Office of Operations Freight Management and Operations

Urban Freight Case Studies - Washington, DC

Transportation Operations and Parking Plan

The District is home to the Washington Convention Center, a state-of-the-art facility that opened in 2003 in downtown Washington, DC, that opened in 2003. As described in the Transportation Operations and Parking Plan, the Center has a total floor area of approximately 2.3 million square feet, covering six city blocks on 17 acres, and is the largest building in Washington. Its size allows the simultaneous setup and breakdown of one convention while another one is being held. The Center can hold conventions on consecutive days, and thus produce steady transportation activity from week to week. Not surprisingly, the efficient management of truck activities such as loading, unloading, storage, and security, without negatively affecting neighboring streets, is critical to the successful operation of the Convention Center.

Truck Operations

The Center has 72 truck loading docks, space to park up to 36 trucks along internal lay-by lanes and ramps, and capacity to store approximately 70 trucks in exhibit halls when not in use. Nearly 180 trucks can be stored within the building.

The greatest truck activity, 100 to 140 trucks per day, occurs about 12 days per year. This level of truck activity can be accommodated within the Center by staging truck arrivals and departures throughout the day and utilizing the building's large storage capacity. The Convention Center also has an agreement with RFK Stadium to permit truck marshalling activities at the Stadium on an as-needed and pay-per-use basis. This allows for efficient management of truck traffic without negatively affecting surrounding streets.

Truck operations in and around the Convention Center typically are expected to occur between the hours of 7:00 a.m. and 8:00 p.m. on weekdays and are restricted to specific routes to prevent truck traffic in nearby residential neighborhoods (Figure 2). In addition, trucks are not permitted to park on surrounding streets, and all truck activity is expected to occur in the truck loading and unloading areas within the Convention Center itself. The Convention Center Transportation Manager provides this information to all contractors before an event.

Convention Center public safety personnel enforce truck restrictions on surrounding streets and they monitor truck activity near the Center and report any restricted truck activity to the Metropolitan Police Department.

Figure 2: Truck Circulation Plan and Prohibited Streets

Figure 2 illustrates the specific routes trucks operating in an around the Washington Convention Center are required to used. The map illustrates the following inbound route: L Street to 9th Street,9th Street to M Street, and enter the facility from M Street.  The outbound truck route is M Street to 9th Street and 9th Street to either Mount Vernon Place or Massachusetts Avenue.   The figure also illustrates the streets that trucks are prohibited from using. The restricted streets are 6th Street, between L Street and M Street, and M Street between 6th Street and 10th Street.
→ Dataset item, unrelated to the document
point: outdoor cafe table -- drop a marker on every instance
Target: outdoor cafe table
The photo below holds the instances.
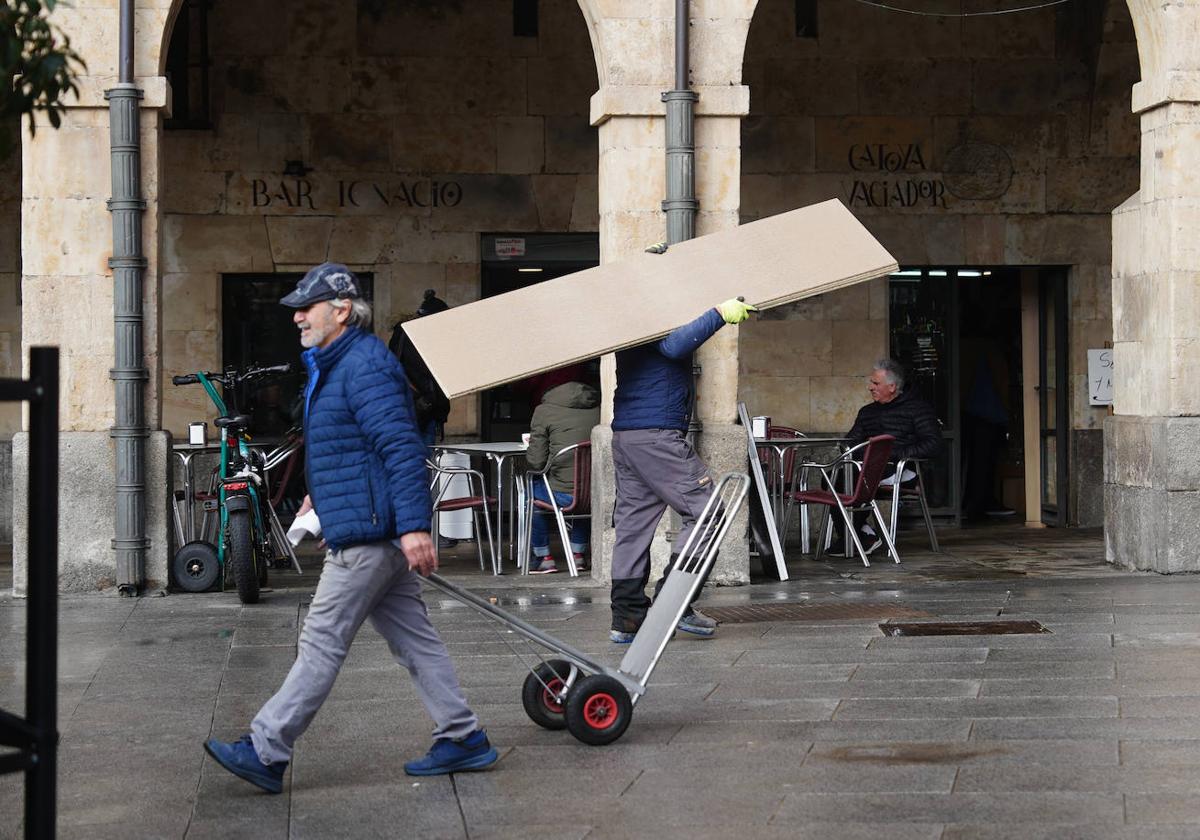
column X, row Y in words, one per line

Source: Washington Convention Center Authority, Washington Convention Center Transportation Operations and Parking Plan (Washington, DC: 2004), figure 8.1.


The WCCA Advisory Committee, whose members are appointed by the Mayor's Office, serves as a forum for sharing information on Center activities and discussing issues related to the needs of the neighboring community, parking, and transportation. Meetings typically are held once a month.